Com o TAC assinado, o MP-BA explicou que a partir da parcela com vencimento no mês de junho até a parcela com vencimento no mês de retorno das aulas, haverá um desconto no percentual mínimo de 30% na Educação Infantil, na Pré-Escola (aluno de quatro e cinco anos de idade) e creche (até três anos).Já as unidades educacionais de Ensino Fundamental I darão um percentual mínimo de desconto de 25% e as escolas de Ensino Fundamental II e Ensino Médio darão um desconto de 20%, tudo desde que fique comprovado que a instituição ministra aulas não presenciais e envia material didático aos alunos.

No âmbito das universidades, O MP baiano solicitou a Justiça que determine às faculdades (Santo Agostinho, Batista Brasileira- FBB, Pitágoras, São Salvador, Olga Mettig, Unifacs, FTC, Estácio FIB, Jorge Amado; as universidades Pitágoras Unopar, Ucsal e os centros universitários Maurício de Nassau de Salvador- Uninassau, Ruy Barbosa, Dom Pedro II e Centro Universitário de Salvador -Uniceusa), em decisão liminar, a redução em 30% do valor das mensalidades de todos os cursos de graduação e pós-graduação, independentemente se eram presenciais ou EAD (à distância), não havendo ainda notícias de decisão de urgência até o momento.
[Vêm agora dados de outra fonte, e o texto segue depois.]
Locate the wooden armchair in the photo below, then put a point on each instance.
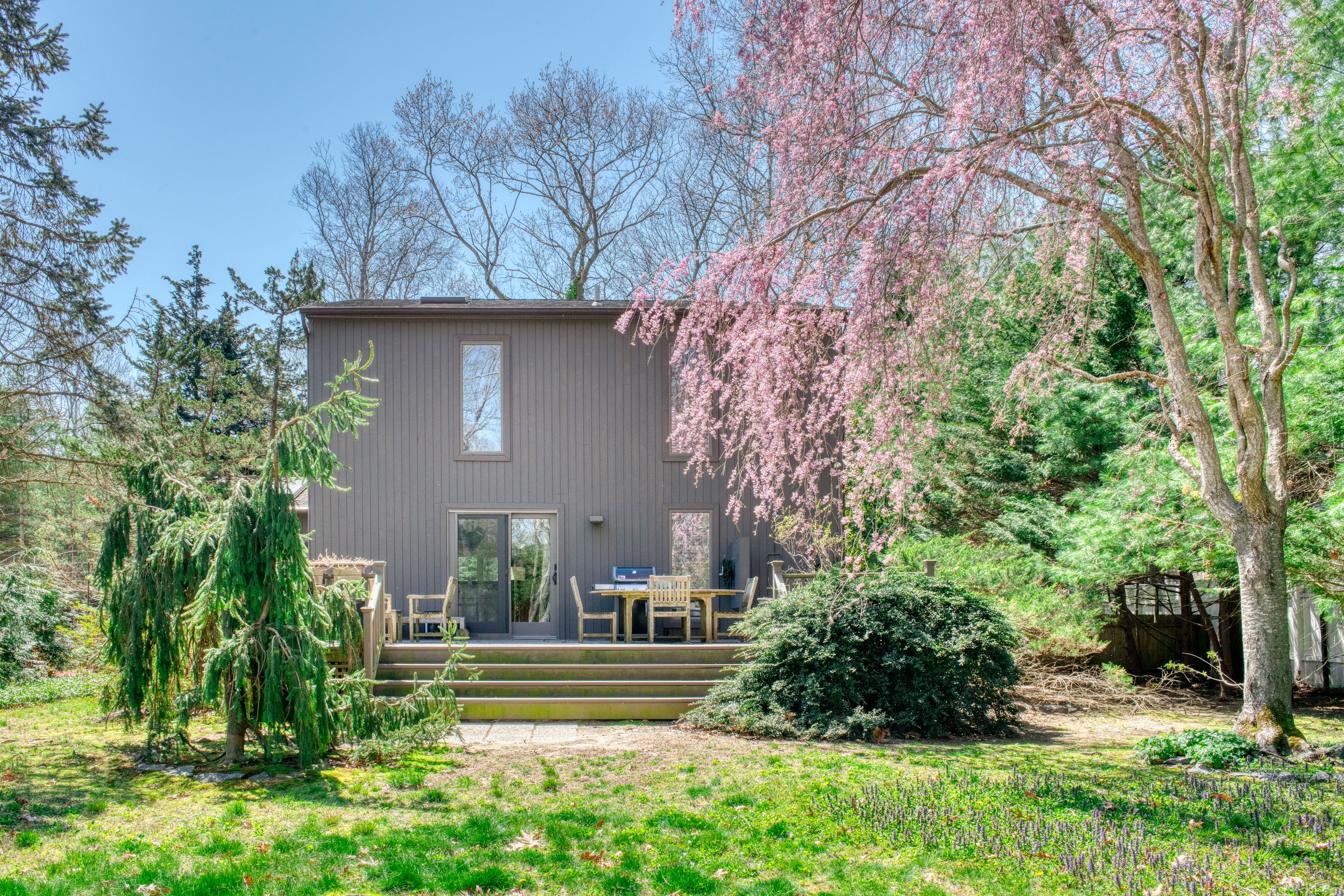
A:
(670, 598)
(584, 617)
(418, 609)
(748, 600)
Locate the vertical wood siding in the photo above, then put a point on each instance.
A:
(585, 439)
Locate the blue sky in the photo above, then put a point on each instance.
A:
(215, 107)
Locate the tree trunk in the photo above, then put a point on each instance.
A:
(236, 731)
(1267, 715)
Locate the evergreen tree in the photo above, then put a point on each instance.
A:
(210, 600)
(279, 346)
(202, 383)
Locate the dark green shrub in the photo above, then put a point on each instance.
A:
(1213, 747)
(845, 659)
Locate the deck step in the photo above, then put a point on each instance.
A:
(588, 653)
(573, 708)
(565, 671)
(554, 680)
(625, 688)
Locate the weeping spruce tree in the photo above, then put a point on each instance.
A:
(209, 600)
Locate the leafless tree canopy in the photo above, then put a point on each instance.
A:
(459, 154)
(574, 184)
(371, 236)
(590, 156)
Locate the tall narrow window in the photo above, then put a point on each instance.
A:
(679, 441)
(691, 546)
(483, 389)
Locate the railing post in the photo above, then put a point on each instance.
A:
(373, 614)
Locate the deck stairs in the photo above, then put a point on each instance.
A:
(539, 680)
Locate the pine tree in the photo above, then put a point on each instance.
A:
(209, 598)
(202, 386)
(279, 344)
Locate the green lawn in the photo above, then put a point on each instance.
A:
(685, 814)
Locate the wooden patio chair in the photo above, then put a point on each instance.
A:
(748, 600)
(585, 617)
(418, 612)
(670, 598)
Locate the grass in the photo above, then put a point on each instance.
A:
(678, 814)
(31, 694)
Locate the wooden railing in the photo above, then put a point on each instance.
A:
(374, 616)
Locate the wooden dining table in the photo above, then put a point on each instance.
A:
(705, 597)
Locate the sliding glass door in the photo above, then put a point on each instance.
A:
(482, 562)
(533, 575)
(507, 573)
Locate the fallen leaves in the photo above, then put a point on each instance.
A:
(526, 840)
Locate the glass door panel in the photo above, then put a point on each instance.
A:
(533, 575)
(482, 561)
O fato é que o tema se encontra evidentemente abrangido pelo Código de Defesa do Consumidor e, uma vez presentes a supervivência da situação da pandemia e a onerosidade excessiva, cabe a análise pontual para fins de revisão do contrato da instituição de ensino envolvida, considerando-se as peculiaridades de cada caso concreto que se não resolvido na via administrativa, vale a tentativa de solução junto ao Poder Judiciário.